Mi abuela tenía una carcajada como de mar agitado, inconcebible en un cuerpo tan pequeño.

Mi madre se ríe y deja sin terminar las frases porque se va quedando sin aire, mi hermana Paz y yo puestas en modo ataque de risa podemos ahuyentar multitudes.

Recuerdo una pregunta determinante en una de mis primeras sesiones de análisis, mi terapeuta quiso saber cuál consideraba la enseñanza fundamental en mi formación y yo respondí sin dudarlo: la alegría.

La alegría de mi madre fue tabla de salvación para ocho hermanos que crecimos en una familia marcada por muertes, accidentes, pobreza, hambre y rezago.

En medio de todo aquello, lo del regalo del Día de Reyes Magos era siempre un tema, resultaba difícil que esa madre tuviera presupuesto para comprar juguetes a tantos hijos; así que lo mejor que podía pasar era que el 6 de enero cayera entre semana, un día de amanecer en el colegio internado porque entonces seguro había regalo para todos: se trataba siempre de un regalo estándar, uniforme, el mismo para cada niña, el mismo para cada niño, para algunos poco memorable. Pero yo me enamoré de una muñeca con aroma a fresa que se llamaba —cómo no— Rosita Fresita. Cuando la saqué de su caja nueva, radiante, pelirroja, con ese olor a bienestar falso y a paraíso infantil, sentí, primero, un golpe de amor total y luego unas irrefrenables ganas de morderla, aquel cuerpo redondeado tenía que saber a caramelo. Ese aroma penetrante estimulaba intensamente las papilas gustativas de una niña de nueve años y la mordí.

Sabía espantoso.

Entonces me cayó un regaño legendario de una de las prefectas —también pelirroja y mucho menos bonita que mi muñeca nueva— porque encontró perturbadora mi reacción instintiva de morderla.

Lo de siempre: fuimos a la oficina directiva y vino el largo interrogatorio, el problema eran mis antecedentes de comer hojas de los árboles, chupar monedas de mil pesos con Sor Juana en relieve, hacer agujeros en la pared para comer tabique, romper las tazas de barro para roer un pedazo.

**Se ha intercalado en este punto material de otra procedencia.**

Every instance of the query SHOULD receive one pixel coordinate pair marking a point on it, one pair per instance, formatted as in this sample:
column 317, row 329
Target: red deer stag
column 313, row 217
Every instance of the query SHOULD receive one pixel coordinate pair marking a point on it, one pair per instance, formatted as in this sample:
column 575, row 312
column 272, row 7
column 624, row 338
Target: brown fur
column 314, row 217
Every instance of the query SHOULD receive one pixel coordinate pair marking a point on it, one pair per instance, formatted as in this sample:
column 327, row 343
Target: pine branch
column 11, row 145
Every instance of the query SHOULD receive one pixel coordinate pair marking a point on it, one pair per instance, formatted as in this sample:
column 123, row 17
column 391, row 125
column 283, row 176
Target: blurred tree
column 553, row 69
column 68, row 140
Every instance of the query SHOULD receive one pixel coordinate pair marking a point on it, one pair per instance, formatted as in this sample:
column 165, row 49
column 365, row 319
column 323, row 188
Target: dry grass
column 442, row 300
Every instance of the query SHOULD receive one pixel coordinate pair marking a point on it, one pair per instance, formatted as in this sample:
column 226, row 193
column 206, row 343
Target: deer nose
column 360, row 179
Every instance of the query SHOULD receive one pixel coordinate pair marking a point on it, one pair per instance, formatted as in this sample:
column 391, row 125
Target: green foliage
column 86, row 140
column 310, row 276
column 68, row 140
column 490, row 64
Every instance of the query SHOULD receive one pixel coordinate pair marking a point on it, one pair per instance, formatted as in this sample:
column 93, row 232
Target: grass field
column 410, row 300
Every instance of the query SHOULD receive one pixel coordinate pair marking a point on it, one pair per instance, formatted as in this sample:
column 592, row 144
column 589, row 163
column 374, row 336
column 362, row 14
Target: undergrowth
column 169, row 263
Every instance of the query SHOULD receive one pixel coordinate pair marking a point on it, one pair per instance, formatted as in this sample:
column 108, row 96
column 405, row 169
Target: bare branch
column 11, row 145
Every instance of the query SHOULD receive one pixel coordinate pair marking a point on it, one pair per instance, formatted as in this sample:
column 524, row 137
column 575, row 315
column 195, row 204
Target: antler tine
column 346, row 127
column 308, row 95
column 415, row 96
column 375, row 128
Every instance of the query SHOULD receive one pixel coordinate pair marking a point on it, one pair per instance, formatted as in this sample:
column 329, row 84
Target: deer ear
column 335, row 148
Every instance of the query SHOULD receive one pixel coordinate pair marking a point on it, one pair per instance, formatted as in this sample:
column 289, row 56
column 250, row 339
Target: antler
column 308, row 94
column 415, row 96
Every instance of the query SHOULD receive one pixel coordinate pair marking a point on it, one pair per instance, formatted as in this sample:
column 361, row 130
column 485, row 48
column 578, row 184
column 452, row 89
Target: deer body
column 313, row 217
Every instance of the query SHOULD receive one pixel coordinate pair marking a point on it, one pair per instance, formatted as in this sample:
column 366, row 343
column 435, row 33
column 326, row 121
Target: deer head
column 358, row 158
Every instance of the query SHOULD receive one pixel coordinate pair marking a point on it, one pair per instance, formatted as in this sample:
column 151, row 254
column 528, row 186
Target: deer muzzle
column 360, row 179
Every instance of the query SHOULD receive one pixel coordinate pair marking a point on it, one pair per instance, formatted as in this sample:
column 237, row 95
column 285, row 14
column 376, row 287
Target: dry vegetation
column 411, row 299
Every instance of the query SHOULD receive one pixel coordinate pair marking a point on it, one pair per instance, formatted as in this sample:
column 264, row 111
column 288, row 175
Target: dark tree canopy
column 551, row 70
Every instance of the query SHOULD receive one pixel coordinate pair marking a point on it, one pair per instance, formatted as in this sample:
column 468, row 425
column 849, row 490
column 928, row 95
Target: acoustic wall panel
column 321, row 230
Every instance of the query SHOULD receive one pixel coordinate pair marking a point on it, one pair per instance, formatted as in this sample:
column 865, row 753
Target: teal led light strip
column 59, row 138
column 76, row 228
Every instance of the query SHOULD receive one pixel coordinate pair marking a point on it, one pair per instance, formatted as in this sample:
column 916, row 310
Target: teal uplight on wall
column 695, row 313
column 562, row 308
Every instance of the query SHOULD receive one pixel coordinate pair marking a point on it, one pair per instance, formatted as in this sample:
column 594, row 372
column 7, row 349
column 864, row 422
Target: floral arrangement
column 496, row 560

Enfermedad de la pica, se llama. El cuerpo registra la deficiencia de hierro o algún otro mineral en la sangre y no se pregunta si el acabado de la pared tiene buen retrogusto o la moneda de Sor Juana marida bien con el frutsi de uva, es un impulso, un acto impensado.

Me entregaron ese aterrador papelito que decía “CITATORIO” en altas y negritas con tipografía de registro de antecedentes penales y que convocaba la presencia de mi madre. Mi madre vino el siguiente lunes, escuchamos muy atentas el discurso de la subdirectora, luego fuimos a la enfermería donde por enésima vez me pesaron y midieron y después me suspendieron a modo de castigo (!), mandándome a mi casa una semana.

Creí que mi madre se pondría furiosa, me recuerdo apretando los dientes y aferrándome a la mochila llena de útiles escolares ahora inútiles mientras caminábamos hacia la parada del Ruta 100. Recién nos sentábamos, subió un vendedor de alegrías, ese fantástico dulce de amaranto, el súper alimento que dicen que comen los astronautas; mi madre no lo dudó y llamó al muchacho, compró dos de esos círculos gloriosos.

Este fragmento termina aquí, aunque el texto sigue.